Harold Brodkey talks Tennessee Williams—and other St. Louis writers—in his interview with The Paris Review—
INTERVIEWER
You grew up in St. Louis, which has a reputation for spawning writers—Eliot, Inge, Williams, Burroughs . . .
BRODKEY
People in St. Louis talked, oddly enough, like simpler Eliots, inhibited William Burroughses, and shy Tennessee Williamses. Williams and I had the same high school English teacher.
INTERVIEWER
Did she say Williams was a pretty good student?
BRODKEY
She said he was a horrible person. I found his name carved into the wooden desk where I sat. Tennessee Williams was the obverse of Eliot, and at the same time was like him. When I was at Harvard I’d get drunk and I’d recite Eliot and I’d sound like a character in Williams. I don’t think I honestly ever saw a Williams play, or reacted to one as a member of the audience because I identify so with the background out of which the work comes. All of the writers from St. Louis have a vaguely similar dependence on metaphor . . . Burroughs, Fred Seidel . . .

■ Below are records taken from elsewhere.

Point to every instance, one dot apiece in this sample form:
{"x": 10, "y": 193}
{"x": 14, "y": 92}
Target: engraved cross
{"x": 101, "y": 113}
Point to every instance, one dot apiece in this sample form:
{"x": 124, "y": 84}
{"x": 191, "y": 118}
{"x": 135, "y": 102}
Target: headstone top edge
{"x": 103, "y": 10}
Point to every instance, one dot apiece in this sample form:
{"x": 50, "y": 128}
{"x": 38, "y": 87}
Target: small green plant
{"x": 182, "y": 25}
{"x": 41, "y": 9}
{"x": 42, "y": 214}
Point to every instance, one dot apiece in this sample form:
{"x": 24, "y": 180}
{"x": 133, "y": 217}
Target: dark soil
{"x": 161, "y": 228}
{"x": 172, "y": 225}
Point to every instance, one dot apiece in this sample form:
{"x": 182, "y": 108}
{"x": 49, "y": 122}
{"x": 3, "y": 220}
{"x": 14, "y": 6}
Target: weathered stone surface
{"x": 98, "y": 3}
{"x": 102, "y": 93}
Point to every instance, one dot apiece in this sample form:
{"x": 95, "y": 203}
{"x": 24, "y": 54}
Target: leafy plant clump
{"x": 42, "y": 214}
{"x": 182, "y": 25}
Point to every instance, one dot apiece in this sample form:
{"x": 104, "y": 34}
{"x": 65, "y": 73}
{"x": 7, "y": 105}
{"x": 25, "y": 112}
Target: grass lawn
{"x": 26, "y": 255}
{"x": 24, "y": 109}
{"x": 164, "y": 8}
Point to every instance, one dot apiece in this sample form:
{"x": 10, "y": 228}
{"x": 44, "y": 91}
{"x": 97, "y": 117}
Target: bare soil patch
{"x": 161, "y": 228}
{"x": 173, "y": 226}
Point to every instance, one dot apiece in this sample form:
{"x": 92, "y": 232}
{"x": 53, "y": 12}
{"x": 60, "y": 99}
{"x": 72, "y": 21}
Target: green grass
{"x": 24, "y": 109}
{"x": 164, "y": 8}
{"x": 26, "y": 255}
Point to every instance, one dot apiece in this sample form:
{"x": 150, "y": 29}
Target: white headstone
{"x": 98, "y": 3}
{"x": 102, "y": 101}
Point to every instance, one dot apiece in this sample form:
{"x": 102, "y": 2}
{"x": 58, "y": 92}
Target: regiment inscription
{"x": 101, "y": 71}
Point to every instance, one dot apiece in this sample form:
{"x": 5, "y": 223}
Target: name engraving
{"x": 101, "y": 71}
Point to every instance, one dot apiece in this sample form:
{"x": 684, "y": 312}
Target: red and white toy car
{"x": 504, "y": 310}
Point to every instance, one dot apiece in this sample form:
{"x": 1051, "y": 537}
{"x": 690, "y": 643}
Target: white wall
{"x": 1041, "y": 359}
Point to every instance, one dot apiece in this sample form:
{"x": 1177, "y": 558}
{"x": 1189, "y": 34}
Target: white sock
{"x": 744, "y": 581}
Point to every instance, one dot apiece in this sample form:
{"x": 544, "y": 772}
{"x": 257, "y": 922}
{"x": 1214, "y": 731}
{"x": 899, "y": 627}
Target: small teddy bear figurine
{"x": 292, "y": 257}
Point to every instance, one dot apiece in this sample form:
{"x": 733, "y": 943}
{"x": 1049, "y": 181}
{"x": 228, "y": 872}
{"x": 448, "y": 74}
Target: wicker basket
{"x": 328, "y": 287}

I do think, seriously but without much study, that the influence of Eliot, and the influence of Eliot’s becoming famous, did affect people like Williams and William Inge. I knew Inge in New York at the Actors’ Studio. Tennessee Williams and I used to swim at the West Side Y together but we never spoke to each other.
INTERVIEWER
Did you ever clap as he walked by, cheer for him?
BRODKEY
No. At bottom there’s a dishonesty in artists.